第18話『甚だしき混沌』
「こっ…こいつ、どうしてこんな風に!?」
先程まで托生を何度も殴った男たちだというのに、まるで自分たちのやったことでないように言う。
ソータが抱き締める托生の弱りきった姿を見て、驚きに顔を歪ませる様子だ。
「何を言っているんです!タクセーさんを痛めつけたのはあなた達でしょう!」
「な…なぜだ!」
「は…?」
「…おっ…俺はこんなことをした憶えはねえっ!」「頼むっ!信じてくれぇ!」
ここまでに自覚がないと、最早憤りさえも憶える。
その怒りは、男3人に一気に爆発する…!
「いい加減にィ…ッ!」
ソータは声をあげようとした…だが…──
「やめろ…」
「っ!」
ソータの剣幕に怯える3人の為か知らないが、身を乗り出した彼女をボスが止めた。
肩を捕まれ、意識が冷静に戻ってくれるが、彼女の正義はそれを許さなかった。
「止めないでください…ッ!」
「何が理由だ…」
「は…?」
「3人に罪はないぞ…」
何を言い出すかと思えば、それは思いがけぬ一言であった。
「あくまで…同僚の肩を持つつもりですか…!」
「違う」
「…!では何なんです!」
だが男は答えなかった。
「答える理由は今はない…」
「どうして!」
「ないと言っただろ」
きっぱり言い切って、男は質問から逃げ続けていた。
「クッ…!」
ソータは思えば止まらなかった。この組織は何から何までおかしすぎる。
「とにかく、お前はこいつとともにここを脱出しろ。それが目的だったのなら、こちらの組織についての詮索は控え、早く出ていくんだな」
「くっ…」
ボスに頼まれた男たちは、震えた手で自分達の拘束した托生を解放する。
先程の言動にこそ難はあるが、ソータと托生の脱出のために尽力してくれている。
まあそれが尚更怪しいのだが。
──托生の拘束も解かれて、ついにここに残す未練はないと思えた。
「よし…また俺について来い。帰りも危険がないとは限らんのでな」
「…」
たった一人の人間に、ここまでやってくれもらえるとは思わなかった。
あとは、托生と一緒に安全な地帯にありつくだけだが…。
「よし、行くぞ…」
「…ありがとうございます…──うっ…ぐ…」
ソータは貧窮の体力のまま、何とか全力を振り絞っていた。
托生の痩せ細った軽い体でさえ、魔法に頼っていて体力も限界の彼女には重たかった。
死人のようにピクリとさえ動かない托生は、そこで何か動きを見せる。
「…ぁ…く…」
「…!起きた!」
やっと目覚めた彼は、ソータの体に微細な震えを伝えた。
「大丈夫ですか…」
「う…ぅぅ…」
どうやら覚醒というわけではないらしく、返事は返されなかった。
…そう思っていたが…──
「し…──く…ぬぇ」
「…?今、何と…」
これだけ近い距離でも聞き取れなかった…。
どうやら二度も言うらしく、次はさらに耳を澄ます。
「死にたく…ねぇ…」
「!?」
ソータは、驚いた。
その言葉が、あの托生から出たものかさえ疑わしくも思った。
「…!」
死を望むばかりの人間だと高を括っていたが…──。
「…ん?何を止まっている…」
「い…いいえ…」
幻聴ではないらしい。
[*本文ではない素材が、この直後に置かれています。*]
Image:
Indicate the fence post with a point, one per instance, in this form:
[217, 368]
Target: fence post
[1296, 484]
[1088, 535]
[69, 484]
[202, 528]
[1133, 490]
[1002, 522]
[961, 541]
耳に粘り強く張り付いているのが何よりの証拠だ。
2人が牢獄を出ようと歩き出す。
「ボッ…ボス…!」
男のうち一人が、ボスを呼び止めた。
「俺たち…これからどうすりゃあ…」
ソータはその男の様子に、疑問を持たずにはいられなかった。
このおかしな様子さえ見なければ、ただの因果応報だと突っ撥ねることもできたろうに。
「…安心しろ」
男は一つ残して、ソータと消えるのだった。
※
地下を潜ると、空は暗雲が立ち込める夜になっていた。
ソータの闖入でパニックになるアジト内であったが、男はこの地形、さらに人の動きまでをしっかりと把握していたのだ。
そして、あの門に到着する。
「ここを潜れ」
男に受けたアドバイスのとおりにする。
「俺はこの先には行けない、後はお前の力で、メインの門を潜った所にあるカルルージュ街を目指すんだ」
「カルルージュ街…?」
「ここよりもうんと平和な街だ…ほら、早く行け。二度と不用心に来るんじゃないぞ」
「…は…はい、ありがとうございます」
結局、最後まで彼の真意は分からなかった。
しかし脱出には成功できたのだ。新たな街で、托生を療養しなくては。